This engagement forum, “Research collaborations to decarbonize the energy system,” was conceived as an opportunity for the MIT community to learn about and comment upon some of the low-carbon research projects between MIT and key outside collaborators. It was co-hosted by the Office of the Vice President for Research and the MIT Energy Initiative (MITEI).

Symposium speakers, who included MIT faculty and scientists, industry liaisons, and venture capital leaders, made clear that joining forces yields concrete benefits — not simply in specific technologies or sectors, but in the kind of large-scale, market-based solutions required to meet the climate crisis.
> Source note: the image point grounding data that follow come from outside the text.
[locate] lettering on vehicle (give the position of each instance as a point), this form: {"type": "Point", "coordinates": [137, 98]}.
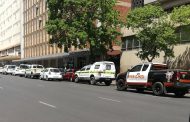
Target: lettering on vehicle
{"type": "Point", "coordinates": [169, 76]}
{"type": "Point", "coordinates": [136, 76]}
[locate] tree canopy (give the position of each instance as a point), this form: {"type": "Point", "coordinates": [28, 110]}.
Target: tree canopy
{"type": "Point", "coordinates": [82, 23]}
{"type": "Point", "coordinates": [154, 30]}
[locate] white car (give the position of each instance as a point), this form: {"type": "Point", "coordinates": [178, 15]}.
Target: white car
{"type": "Point", "coordinates": [16, 71]}
{"type": "Point", "coordinates": [103, 71]}
{"type": "Point", "coordinates": [22, 68]}
{"type": "Point", "coordinates": [1, 69]}
{"type": "Point", "coordinates": [51, 73]}
{"type": "Point", "coordinates": [33, 70]}
{"type": "Point", "coordinates": [8, 69]}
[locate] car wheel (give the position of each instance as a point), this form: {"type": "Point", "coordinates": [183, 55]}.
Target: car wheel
{"type": "Point", "coordinates": [76, 79]}
{"type": "Point", "coordinates": [180, 93]}
{"type": "Point", "coordinates": [71, 79]}
{"type": "Point", "coordinates": [108, 83]}
{"type": "Point", "coordinates": [47, 78]}
{"type": "Point", "coordinates": [158, 89]}
{"type": "Point", "coordinates": [25, 75]}
{"type": "Point", "coordinates": [92, 80]}
{"type": "Point", "coordinates": [140, 90]}
{"type": "Point", "coordinates": [121, 85]}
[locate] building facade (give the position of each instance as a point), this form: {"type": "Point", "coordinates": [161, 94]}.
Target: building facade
{"type": "Point", "coordinates": [10, 30]}
{"type": "Point", "coordinates": [36, 40]}
{"type": "Point", "coordinates": [130, 46]}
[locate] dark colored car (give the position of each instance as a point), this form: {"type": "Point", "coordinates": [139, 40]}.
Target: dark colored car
{"type": "Point", "coordinates": [69, 74]}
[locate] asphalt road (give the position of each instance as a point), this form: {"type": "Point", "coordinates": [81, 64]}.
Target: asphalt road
{"type": "Point", "coordinates": [33, 100]}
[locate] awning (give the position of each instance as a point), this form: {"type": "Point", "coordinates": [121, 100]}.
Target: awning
{"type": "Point", "coordinates": [44, 57]}
{"type": "Point", "coordinates": [9, 58]}
{"type": "Point", "coordinates": [113, 52]}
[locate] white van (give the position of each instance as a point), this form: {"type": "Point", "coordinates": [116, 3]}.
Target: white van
{"type": "Point", "coordinates": [8, 69]}
{"type": "Point", "coordinates": [103, 71]}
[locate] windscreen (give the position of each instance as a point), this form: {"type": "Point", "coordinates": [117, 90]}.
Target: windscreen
{"type": "Point", "coordinates": [159, 67]}
{"type": "Point", "coordinates": [54, 70]}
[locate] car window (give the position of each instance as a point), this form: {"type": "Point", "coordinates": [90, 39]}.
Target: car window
{"type": "Point", "coordinates": [136, 68]}
{"type": "Point", "coordinates": [97, 67]}
{"type": "Point", "coordinates": [145, 67]}
{"type": "Point", "coordinates": [39, 66]}
{"type": "Point", "coordinates": [54, 70]}
{"type": "Point", "coordinates": [83, 69]}
{"type": "Point", "coordinates": [108, 67]}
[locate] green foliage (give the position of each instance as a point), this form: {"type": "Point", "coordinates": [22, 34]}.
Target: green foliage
{"type": "Point", "coordinates": [154, 30]}
{"type": "Point", "coordinates": [74, 22]}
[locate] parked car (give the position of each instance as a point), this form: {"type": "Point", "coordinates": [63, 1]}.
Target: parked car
{"type": "Point", "coordinates": [1, 69]}
{"type": "Point", "coordinates": [8, 69]}
{"type": "Point", "coordinates": [103, 71]}
{"type": "Point", "coordinates": [33, 70]}
{"type": "Point", "coordinates": [16, 71]}
{"type": "Point", "coordinates": [155, 77]}
{"type": "Point", "coordinates": [69, 75]}
{"type": "Point", "coordinates": [51, 73]}
{"type": "Point", "coordinates": [22, 68]}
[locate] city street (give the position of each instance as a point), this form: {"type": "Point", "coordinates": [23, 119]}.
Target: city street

In recent years, alliances formed between MIT researchers and outside companies have not merely sparked novel carbon-cutting technologies, but laid the groundwork for path-breaking spinoffs, and even potential new industries. Two panels moderated by Anne White, head of the Department of Nuclear Science and Engineering and the MIT School of Engineering Distinguished Professor of Engineering, featured instructive cases.

When Italian energy company Eni first paired up with MIT in 2008, founding the Solar Frontiers Center (SFC), the initial goal was to “explore everything beyond silicon,” said Massimiliano Pieri, Eni’s cleantech director at Eni Next, Eni’s corporate venture capital organization. After dozens of SFC projects, which have involved a small army of graduate students, generated many patent filings, and produced hundreds of research papers, it is readily apparent that MIT “has dramatically benefited,” said Vladimir Bulović, a professor of electrical engineering and the Fariborz Maseeh Chair in Emerging Technology. Among the results of this mutual venture: a new class of super thin, flexible, and lightweight materials that could vastly expand the use of solar energy.

This long-lived collaboration has also served as the launchpad for such startups as Swift Solar, co-founded by Joel Jean SM ’13, PhD ’17, and Ubiquitous Energy, co-founded by Miles Barr SM ’08, PhD ’12, both of whom earned a Forbes “30 under 30 in Energy” for innovations in the solar industry.